Gibson launched the Flying V and Explorer models simultaneously in 1958, as part of the company’s Modernist range. Fifty-four years on, the two guitars still dazzle. But in 1958, they were utterly revolutionary - guitars had never looked like this before.
The Firebird and the mysterious Moderne were also part of the Modernist range, but the Flying V and Explorer immediately turned heads. 1950s automobiles and aeronautical design was a big influence – the USA’s chrome-laden cars then boasted big angular fins, jet airplanes were the new “wow”, while the Soviet Union’s 1957 Sputnik rocket design was sci-fi fantasymade real.
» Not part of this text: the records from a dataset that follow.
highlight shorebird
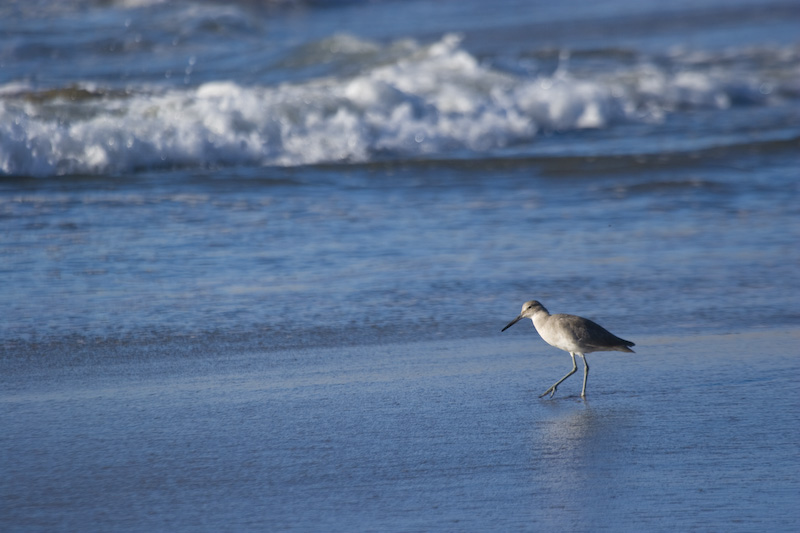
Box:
[500,300,635,398]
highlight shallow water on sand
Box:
[0,329,800,531]
[0,0,800,532]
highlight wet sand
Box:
[0,328,800,531]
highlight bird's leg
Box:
[539,352,586,398]
[579,353,589,398]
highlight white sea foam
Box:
[0,35,792,176]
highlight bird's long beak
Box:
[500,315,522,333]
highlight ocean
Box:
[0,0,800,531]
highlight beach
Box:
[0,0,800,532]
[0,330,800,531]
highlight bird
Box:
[500,300,635,398]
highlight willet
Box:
[501,300,635,398]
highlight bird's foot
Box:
[539,385,557,398]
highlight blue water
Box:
[0,0,800,530]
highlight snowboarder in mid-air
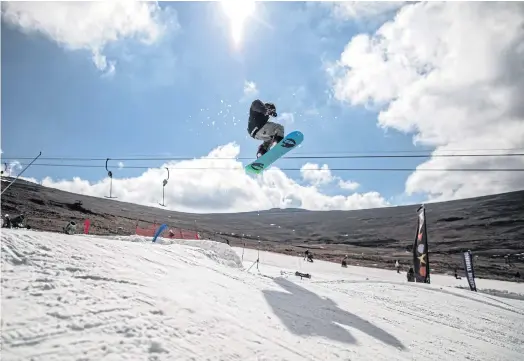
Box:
[247,99,284,158]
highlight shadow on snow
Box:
[262,278,405,350]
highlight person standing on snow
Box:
[247,99,284,158]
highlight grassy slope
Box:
[2,180,524,280]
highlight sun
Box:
[221,0,255,45]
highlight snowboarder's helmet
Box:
[264,103,276,110]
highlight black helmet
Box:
[264,103,277,110]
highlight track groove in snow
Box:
[1,230,524,361]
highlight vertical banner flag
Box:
[413,205,430,283]
[84,219,91,234]
[463,251,477,292]
[153,224,167,243]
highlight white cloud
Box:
[330,1,406,20]
[331,2,524,200]
[2,1,172,74]
[36,143,388,213]
[338,179,360,191]
[244,80,258,97]
[278,113,295,125]
[300,163,333,185]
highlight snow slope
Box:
[1,230,524,361]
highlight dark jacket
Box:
[247,99,269,137]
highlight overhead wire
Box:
[2,153,524,162]
[13,163,524,172]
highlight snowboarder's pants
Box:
[254,122,284,143]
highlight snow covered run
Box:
[1,229,524,361]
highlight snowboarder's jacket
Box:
[247,99,269,137]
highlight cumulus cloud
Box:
[244,80,258,97]
[338,179,360,191]
[277,112,295,125]
[33,143,388,213]
[2,1,173,74]
[330,2,524,200]
[300,163,333,185]
[300,163,360,191]
[330,1,406,20]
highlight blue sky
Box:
[1,2,520,211]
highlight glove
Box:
[264,103,277,117]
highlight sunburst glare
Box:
[221,0,255,45]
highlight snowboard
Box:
[244,130,304,174]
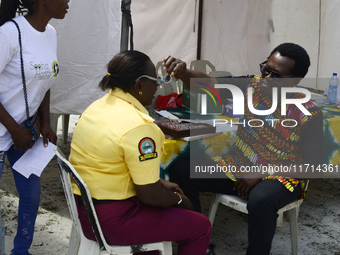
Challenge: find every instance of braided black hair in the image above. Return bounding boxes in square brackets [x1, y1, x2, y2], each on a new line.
[0, 0, 36, 26]
[99, 50, 151, 92]
[268, 43, 310, 78]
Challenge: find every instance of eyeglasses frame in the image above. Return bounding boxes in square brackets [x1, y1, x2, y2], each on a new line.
[260, 60, 295, 82]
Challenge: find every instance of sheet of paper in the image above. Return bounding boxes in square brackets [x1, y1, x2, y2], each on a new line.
[155, 110, 180, 122]
[13, 137, 55, 178]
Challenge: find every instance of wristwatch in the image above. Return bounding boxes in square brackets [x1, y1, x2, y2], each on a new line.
[174, 191, 183, 206]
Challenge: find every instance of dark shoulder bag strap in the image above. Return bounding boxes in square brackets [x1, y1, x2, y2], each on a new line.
[10, 20, 30, 119]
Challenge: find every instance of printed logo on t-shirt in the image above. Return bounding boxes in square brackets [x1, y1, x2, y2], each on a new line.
[52, 61, 59, 77]
[0, 151, 5, 163]
[30, 61, 59, 80]
[138, 137, 157, 162]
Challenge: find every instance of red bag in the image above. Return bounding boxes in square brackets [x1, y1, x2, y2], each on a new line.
[155, 93, 183, 109]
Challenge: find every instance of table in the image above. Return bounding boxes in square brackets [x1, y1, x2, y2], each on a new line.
[161, 107, 340, 180]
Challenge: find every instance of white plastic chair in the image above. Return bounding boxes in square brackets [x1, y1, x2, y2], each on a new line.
[54, 146, 172, 255]
[208, 181, 309, 255]
[190, 60, 216, 74]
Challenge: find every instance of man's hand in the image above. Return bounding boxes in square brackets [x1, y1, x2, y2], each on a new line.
[41, 124, 57, 147]
[233, 178, 262, 198]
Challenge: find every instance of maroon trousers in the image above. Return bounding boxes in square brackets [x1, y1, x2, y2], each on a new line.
[78, 197, 211, 255]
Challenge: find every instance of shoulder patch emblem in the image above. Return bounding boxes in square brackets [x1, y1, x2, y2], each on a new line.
[138, 137, 157, 162]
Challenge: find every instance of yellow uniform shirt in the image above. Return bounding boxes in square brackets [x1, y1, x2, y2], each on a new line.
[69, 88, 164, 200]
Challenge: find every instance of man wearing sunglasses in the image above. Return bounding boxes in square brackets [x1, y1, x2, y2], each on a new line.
[164, 43, 324, 255]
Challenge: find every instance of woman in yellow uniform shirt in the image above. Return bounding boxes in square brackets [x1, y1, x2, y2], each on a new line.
[70, 51, 211, 255]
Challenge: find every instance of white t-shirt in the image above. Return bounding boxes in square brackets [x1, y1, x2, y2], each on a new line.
[0, 16, 59, 151]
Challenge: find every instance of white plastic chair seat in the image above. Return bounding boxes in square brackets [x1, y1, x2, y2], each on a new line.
[208, 193, 308, 255]
[54, 146, 172, 255]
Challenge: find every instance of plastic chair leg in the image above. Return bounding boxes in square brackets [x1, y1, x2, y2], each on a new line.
[67, 223, 80, 255]
[208, 193, 219, 227]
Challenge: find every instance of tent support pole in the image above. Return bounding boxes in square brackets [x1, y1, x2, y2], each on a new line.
[196, 0, 203, 60]
[120, 0, 131, 51]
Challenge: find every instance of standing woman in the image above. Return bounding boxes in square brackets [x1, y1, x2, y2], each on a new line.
[0, 0, 69, 255]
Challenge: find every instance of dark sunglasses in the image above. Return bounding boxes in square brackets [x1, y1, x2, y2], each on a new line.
[260, 61, 294, 82]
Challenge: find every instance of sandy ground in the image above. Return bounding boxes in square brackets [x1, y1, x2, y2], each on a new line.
[0, 116, 340, 255]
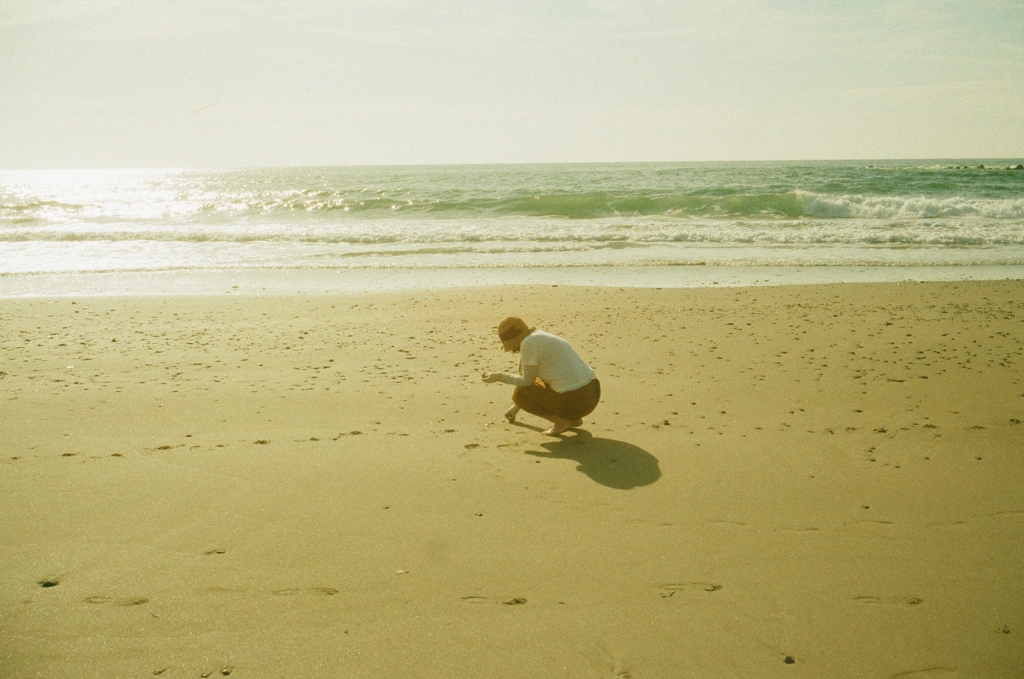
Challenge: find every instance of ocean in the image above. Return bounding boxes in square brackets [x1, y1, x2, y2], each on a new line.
[0, 159, 1024, 296]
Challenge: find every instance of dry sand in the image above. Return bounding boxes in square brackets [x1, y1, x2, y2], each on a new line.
[0, 282, 1024, 679]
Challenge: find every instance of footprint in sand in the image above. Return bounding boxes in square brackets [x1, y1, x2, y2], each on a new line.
[82, 594, 150, 606]
[657, 583, 722, 599]
[889, 667, 957, 679]
[271, 587, 338, 596]
[462, 596, 527, 606]
[853, 595, 925, 606]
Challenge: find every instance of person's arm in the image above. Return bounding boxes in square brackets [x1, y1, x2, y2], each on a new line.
[483, 366, 537, 387]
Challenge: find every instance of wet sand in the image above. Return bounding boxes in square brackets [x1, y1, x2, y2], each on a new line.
[0, 282, 1024, 679]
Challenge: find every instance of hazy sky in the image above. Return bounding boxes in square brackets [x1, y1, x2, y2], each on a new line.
[0, 0, 1024, 169]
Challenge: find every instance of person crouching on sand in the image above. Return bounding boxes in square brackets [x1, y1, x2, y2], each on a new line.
[482, 316, 601, 436]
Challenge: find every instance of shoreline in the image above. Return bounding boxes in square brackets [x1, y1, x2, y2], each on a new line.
[0, 264, 1024, 299]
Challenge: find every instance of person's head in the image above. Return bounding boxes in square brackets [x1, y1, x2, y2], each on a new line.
[498, 315, 537, 351]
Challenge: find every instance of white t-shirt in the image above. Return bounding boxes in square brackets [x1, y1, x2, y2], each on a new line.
[519, 330, 597, 393]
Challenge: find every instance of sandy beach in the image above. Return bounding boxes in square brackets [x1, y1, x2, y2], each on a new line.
[0, 281, 1024, 679]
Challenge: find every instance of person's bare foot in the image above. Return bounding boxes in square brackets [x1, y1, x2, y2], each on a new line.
[544, 418, 572, 436]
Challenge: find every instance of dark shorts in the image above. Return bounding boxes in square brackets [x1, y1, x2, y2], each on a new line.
[512, 379, 601, 422]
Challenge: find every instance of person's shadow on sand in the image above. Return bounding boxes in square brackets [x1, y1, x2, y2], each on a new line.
[525, 430, 662, 491]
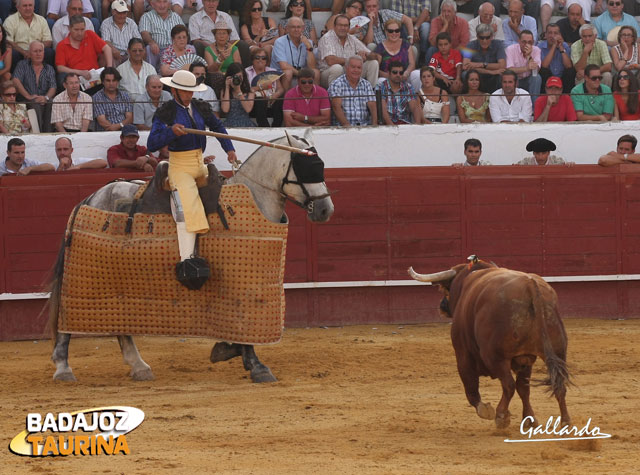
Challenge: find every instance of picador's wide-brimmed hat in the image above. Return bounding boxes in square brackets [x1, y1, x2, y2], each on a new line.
[160, 69, 207, 92]
[527, 138, 556, 152]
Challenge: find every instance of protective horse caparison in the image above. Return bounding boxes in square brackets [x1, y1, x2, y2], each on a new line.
[49, 131, 333, 382]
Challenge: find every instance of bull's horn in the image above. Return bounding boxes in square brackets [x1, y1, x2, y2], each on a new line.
[407, 267, 456, 282]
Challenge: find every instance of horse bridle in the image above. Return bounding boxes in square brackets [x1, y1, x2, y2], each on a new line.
[280, 147, 331, 213]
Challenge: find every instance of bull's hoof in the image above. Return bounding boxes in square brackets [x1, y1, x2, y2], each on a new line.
[131, 368, 155, 381]
[496, 411, 511, 429]
[209, 341, 242, 363]
[53, 370, 77, 383]
[251, 364, 278, 383]
[476, 402, 496, 420]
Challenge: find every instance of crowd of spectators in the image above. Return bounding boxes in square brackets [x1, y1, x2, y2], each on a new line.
[0, 0, 640, 138]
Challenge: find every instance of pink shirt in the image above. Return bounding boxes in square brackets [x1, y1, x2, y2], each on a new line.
[504, 44, 542, 78]
[282, 85, 331, 117]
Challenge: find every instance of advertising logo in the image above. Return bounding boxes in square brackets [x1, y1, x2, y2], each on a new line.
[9, 406, 144, 457]
[504, 416, 611, 442]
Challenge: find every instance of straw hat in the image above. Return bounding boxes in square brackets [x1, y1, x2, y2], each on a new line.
[211, 19, 232, 34]
[160, 69, 207, 92]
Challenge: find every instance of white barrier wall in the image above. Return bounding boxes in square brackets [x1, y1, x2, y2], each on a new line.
[8, 121, 640, 170]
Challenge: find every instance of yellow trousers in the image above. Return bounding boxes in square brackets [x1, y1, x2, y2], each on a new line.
[169, 149, 209, 234]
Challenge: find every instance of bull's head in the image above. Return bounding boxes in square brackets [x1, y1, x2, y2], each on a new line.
[407, 255, 496, 318]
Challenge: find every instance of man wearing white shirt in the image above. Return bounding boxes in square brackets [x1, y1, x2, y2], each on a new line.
[100, 0, 142, 66]
[51, 0, 95, 48]
[189, 63, 220, 118]
[489, 69, 533, 123]
[46, 0, 100, 31]
[469, 2, 504, 41]
[116, 38, 157, 100]
[55, 137, 107, 172]
[189, 0, 240, 57]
Gibson’s original Flying V and Explorer were, in many ways, very similar. Two Gibson humbuckers, plus a Tune-o-matic bridge. There were originally just 3 pots – 2 volumes and 1 tone. There were no carved tops as on a Gibson Les Paul. Yet both the Flying V and the Explorer remain in Gibson’s line to this day, a testament to Gibson’s 1950s design team for some serious “outside the box” thinking.
But which do you prefer? Let’s discuss some merits of each…
Gibson Flying V
Design: The Flying V is arguably the more “complete” design concept, or at least the more complete image. There’s the V body shape, the V headstock and – on original models – the V-shaped thru-string tailpiece, and on the back of the ’58 V, even the strings passed through to V-aligned ferrules. [That said, the original prototype body was a literal triangle, with no cut-out on the lower bouts.] But at 44-inches length in total, some find the Flying V unwieldy. And it can be hard to play sitting down, unless you wedge one of the fins between your legs, which then tip up the angle of the neck.
Playability and sound: The best Flying Vs play wonderfully, and with its body shape the access to top frets is unrivalled. Flying Vs have a lively acoustic ring and good sustain, despite the apparent lack of wood. They are often associated with metal, but are also great for blues – let the late, great Albert King prove it.
Players: The V wins probably wins here. The Kinks’ Dave Davies, Kirk Hammett, Judas Priest’s, K.K. Downing, No Doubt’s Tom Dumont, J. Geils, Billy Gibbons, Jimi Hendrix, Albert King, Lenny Kravitz, Grace Potter, Lonnie Mack, Rick Nielsen, Nickelback’s Ryan Peake and Chad Kroeger, Wishbone Ash’s Andy Powell, Keith Richards and Michael Schenker have all played Gibson Flying Vs. And Michael’s elder brother, the Scorpions’ Rudolf Schenker, owns over 100 Flying Vs. More Gibson Flying V here.
Design: The Explorer is still stunning – hey, it kinda looks like a lightning bolt! Early designs had a “reverse V-shape” 3+3 headstock, but Gibson soon changed to the so-called “hockey stick” 6-a-side design you now know, and one that has been copied by many other manufacturers. Despite the headstock “droop”, nut-to-tuner string angle remains good. The Explorer is another big guitar: when Gibson and The Scorpions’ guitarist Matthias Jabs co-designed the Explorer 90, it was so-named because it was 90 per cent the body size of a regular Explorer, to make Jabs’ live life easier.
Playability and sound: The bigger expanse of wood in an Explorer makes for a highly resonant, sustaining sound with plenty of chunk and bite. Higher-fret access is also superb. You can hold the neck and then “wobble” the upper bass-bout with your elbow for off-the-cuff subtle vibrato. Again, the Gibson Explorer is normally associated with metal guitarists and highly-overdriven tones… until you remember U2’s Edge invented his chiming delay-driven sound on a ’76 Gibson Explorer.
Players: The Gibson Explorer has many fans, including Dave Grohl, The Edge of U2, Weezer’s Rivers Cuomo, Static-X’s Wayne Static, James Hetfield, Eric Clapton, Lynyrd Skynyrd’s Allen Collins, Gary Moore and KISS’s Paul Stanley – all have famously rocked Gibson Explorers.
When it comes down to it, Gibson’s Ted McCarty and his design team got both right. Some other makers derided these Gibsons as “novelties” when launched, but 54 years on both are still going strong, and each has their fervent fans. Some of the latest twists on Flying V and Explorer classics include the Grace Potter Signature Flying V and the Gibson Explorer Baritone.
But which do you prefer, the Gibson Flying V or the Gibson Explorer? Does anyone own both?